Neoteroi / BlackSheep

Fast ASGI web framework for Python
https://www.neoteroi.dev/blacksheep/
MIT License
1.88k stars 77 forks source link

Try replacing httptools.parse_url with Rust URL extension #281

Closed RobertoPrevato closed 1 year ago

RobertoPrevato commented 2 years ago

Try replacing httptools.parse_url with Rust extension.

Why?

Because if we removed the HTTP Client implementation (I plan to do so in version 2), then httptools would only be used to parse URLs. It could be replaced by built-in URL parsing, or also as learning opportunity, by a small wrapper over a Rust library that can parse URLs.
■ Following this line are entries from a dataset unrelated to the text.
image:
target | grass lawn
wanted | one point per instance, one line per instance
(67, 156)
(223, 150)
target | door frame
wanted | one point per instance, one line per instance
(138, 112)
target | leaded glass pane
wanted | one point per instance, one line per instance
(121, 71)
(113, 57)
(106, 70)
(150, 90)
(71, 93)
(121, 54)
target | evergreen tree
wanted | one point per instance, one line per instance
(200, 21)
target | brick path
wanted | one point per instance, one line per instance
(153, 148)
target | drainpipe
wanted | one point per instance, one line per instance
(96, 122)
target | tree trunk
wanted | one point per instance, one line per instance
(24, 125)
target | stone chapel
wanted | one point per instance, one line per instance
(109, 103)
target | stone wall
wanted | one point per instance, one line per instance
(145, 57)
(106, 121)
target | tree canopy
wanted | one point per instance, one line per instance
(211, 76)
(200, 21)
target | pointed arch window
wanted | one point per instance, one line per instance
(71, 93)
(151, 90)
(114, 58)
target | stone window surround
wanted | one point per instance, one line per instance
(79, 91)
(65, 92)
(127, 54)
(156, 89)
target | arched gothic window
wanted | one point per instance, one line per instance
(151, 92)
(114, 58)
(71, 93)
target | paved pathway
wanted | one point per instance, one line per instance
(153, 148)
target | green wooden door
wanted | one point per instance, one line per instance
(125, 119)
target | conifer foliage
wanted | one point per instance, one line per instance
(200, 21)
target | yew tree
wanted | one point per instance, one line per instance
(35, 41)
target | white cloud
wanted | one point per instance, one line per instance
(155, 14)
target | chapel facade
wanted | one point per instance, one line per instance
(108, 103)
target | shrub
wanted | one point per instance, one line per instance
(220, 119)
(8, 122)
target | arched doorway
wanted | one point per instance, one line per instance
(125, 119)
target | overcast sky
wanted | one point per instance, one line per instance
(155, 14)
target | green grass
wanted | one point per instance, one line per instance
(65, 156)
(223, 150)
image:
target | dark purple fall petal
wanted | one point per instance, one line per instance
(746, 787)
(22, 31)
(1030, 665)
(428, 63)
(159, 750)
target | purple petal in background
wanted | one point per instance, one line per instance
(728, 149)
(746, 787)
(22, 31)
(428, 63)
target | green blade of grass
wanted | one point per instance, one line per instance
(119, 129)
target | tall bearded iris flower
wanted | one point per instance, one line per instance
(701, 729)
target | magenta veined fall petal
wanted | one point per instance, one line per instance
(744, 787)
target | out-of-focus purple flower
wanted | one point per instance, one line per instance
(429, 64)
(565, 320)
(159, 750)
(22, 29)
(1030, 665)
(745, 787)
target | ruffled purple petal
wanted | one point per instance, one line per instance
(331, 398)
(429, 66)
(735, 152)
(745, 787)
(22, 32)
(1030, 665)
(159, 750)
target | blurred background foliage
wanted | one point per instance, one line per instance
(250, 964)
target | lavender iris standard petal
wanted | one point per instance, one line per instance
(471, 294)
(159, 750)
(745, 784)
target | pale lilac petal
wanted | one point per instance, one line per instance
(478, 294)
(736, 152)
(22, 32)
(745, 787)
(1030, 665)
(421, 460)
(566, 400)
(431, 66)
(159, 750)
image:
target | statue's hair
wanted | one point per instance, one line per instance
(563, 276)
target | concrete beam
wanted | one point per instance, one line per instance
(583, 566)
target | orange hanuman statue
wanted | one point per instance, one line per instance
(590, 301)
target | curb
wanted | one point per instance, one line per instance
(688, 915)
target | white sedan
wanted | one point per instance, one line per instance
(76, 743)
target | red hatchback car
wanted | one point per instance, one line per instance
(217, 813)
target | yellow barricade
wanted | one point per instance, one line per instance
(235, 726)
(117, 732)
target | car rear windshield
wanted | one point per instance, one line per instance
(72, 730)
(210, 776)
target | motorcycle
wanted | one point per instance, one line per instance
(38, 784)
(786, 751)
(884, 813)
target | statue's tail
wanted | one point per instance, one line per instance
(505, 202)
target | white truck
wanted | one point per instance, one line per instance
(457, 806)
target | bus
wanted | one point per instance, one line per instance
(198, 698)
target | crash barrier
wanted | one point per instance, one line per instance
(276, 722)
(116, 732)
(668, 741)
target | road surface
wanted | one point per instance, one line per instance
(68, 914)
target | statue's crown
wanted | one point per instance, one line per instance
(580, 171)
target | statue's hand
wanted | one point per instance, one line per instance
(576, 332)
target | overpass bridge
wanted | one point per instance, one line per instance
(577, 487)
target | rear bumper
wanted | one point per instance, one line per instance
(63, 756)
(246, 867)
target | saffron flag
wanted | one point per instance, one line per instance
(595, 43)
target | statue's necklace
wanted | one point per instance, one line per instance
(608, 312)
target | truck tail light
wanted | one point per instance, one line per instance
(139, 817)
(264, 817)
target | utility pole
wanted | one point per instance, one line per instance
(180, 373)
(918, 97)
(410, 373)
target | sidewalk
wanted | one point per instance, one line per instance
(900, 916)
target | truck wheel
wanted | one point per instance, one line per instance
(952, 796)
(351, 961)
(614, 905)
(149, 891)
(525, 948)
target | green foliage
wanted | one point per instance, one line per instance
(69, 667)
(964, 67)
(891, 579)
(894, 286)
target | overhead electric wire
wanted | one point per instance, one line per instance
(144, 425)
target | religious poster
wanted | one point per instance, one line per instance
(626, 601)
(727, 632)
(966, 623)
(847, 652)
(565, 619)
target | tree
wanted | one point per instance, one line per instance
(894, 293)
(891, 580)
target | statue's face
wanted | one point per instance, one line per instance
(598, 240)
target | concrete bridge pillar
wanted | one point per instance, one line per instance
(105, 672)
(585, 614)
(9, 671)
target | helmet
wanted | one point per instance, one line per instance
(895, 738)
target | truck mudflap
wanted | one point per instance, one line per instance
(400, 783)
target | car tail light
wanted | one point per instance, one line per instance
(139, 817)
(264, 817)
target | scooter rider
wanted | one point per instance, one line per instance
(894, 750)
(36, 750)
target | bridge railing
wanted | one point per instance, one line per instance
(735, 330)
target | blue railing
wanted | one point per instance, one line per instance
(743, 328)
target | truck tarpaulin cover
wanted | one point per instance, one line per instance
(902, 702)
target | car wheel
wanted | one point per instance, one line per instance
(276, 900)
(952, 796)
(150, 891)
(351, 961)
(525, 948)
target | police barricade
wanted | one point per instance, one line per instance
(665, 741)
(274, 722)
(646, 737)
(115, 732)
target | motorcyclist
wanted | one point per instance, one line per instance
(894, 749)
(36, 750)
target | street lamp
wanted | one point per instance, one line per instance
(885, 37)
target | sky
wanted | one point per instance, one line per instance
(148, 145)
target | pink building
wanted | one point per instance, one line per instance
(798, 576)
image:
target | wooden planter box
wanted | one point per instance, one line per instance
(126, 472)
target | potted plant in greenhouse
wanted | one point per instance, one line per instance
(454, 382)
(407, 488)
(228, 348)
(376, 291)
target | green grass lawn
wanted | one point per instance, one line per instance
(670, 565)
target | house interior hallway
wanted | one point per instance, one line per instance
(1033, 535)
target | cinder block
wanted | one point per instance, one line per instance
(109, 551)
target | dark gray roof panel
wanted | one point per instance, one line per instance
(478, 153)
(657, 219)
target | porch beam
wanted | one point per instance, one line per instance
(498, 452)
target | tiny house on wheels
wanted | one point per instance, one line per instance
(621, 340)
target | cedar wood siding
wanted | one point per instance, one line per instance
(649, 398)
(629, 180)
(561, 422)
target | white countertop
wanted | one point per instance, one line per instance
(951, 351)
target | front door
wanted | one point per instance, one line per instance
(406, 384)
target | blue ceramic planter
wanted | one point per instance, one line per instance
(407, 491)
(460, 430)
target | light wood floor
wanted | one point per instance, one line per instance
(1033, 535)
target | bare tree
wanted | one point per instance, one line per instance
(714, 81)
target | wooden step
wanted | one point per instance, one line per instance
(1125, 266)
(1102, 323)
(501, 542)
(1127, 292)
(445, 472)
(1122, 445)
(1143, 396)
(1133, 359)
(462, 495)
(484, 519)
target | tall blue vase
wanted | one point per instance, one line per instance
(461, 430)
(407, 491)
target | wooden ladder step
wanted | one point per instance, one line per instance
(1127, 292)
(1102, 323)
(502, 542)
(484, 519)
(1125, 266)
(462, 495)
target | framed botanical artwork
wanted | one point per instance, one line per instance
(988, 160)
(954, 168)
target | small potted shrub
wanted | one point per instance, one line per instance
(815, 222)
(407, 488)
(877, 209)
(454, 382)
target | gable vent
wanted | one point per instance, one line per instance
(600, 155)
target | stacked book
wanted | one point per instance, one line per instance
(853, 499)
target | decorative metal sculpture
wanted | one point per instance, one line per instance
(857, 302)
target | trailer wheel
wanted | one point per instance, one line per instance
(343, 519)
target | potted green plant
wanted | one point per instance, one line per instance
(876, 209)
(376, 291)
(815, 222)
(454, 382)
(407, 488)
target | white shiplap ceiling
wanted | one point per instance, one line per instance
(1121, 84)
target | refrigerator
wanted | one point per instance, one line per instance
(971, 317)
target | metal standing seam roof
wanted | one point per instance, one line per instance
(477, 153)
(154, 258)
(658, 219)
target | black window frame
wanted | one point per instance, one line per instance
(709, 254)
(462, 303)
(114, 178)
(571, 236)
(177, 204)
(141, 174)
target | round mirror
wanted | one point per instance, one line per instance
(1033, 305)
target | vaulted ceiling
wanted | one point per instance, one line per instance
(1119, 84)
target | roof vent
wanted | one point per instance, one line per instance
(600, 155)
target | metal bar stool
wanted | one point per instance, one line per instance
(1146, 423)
tyzhnenko commented 1 year ago

I found that build-in urlsplit looks faster than httptools but doesn't provide error checking and doesn't split netloc by userinfo, domain, port as well as urlparse. So, using urlparse seems make all requests slower. And using urlsplit without additional parsers and format checking can bring other side effects.

Here are some measurements:

❯ python -m timeit -u usec -s "import httptools" -- "httptools.parse_url(b'https://user:password@example.com/users?filter=1#a')"
1000000 loops, best of 5: 0.339 usec per loop

❯ python -m timeit -u usec -s "import urllib.parse" -- "urllib.parse.urlsplit(b'https://user:password@example.com/users?filter=1#a')"
5000000 loops, best of 5: 0.0814 usec per loop

❯ python -m timeit -u usec -s "import urllib.parse" -- "urllib.parse.urlparse(b'https://user:password@example.com/users?filter=1#a')"
200000 loops, best of 5: 1.83 usec per loop
In [6]: httptools.parse_url(b'https://user:password@example.com/users?filter=1#a')
Out[6]: <URL schema: b'https', host: b'example.com', port: None, path: 
b'/users', query: b'filter=1', fragment: b'a', userinfo: b'user:password'>

In [2]: urllib.parse.urlsplit(b'https://user:password@example.com/users?filter=1#a')
Out[2]: SplitResultBytes(scheme=b'https', netloc=b'user:password@example.com', path=b'/users', query=b'filter=1', fragment=b'a')

In [2]: urllib.parse.urlparse(b'https://user:password@example.com/users?filter=1#a')
Out[2]: ParseResultBytes(scheme=b'https', netloc=b'user:password@example.com', path=b'/users', params=b'', query=b'filter=1', fragment=b'a')
RobertoPrevato commented 1 year ago

Thanks for the insight on this! By the way, I forgot to write an update here. The information I wrote above is not current anymore.

https://twitter.com/RobertoPrevato/status/1596212734575747073

https://github.com/RobertoPrevato/temp-httpx-tests

Therefore the HTTP Client is staying in BlackSheep, and httptools won´t be easily replaced since it's used so much in the client. Moreover: I added several improvements lately and corrected bugs. I wrote a crawler recently with it and it works very well.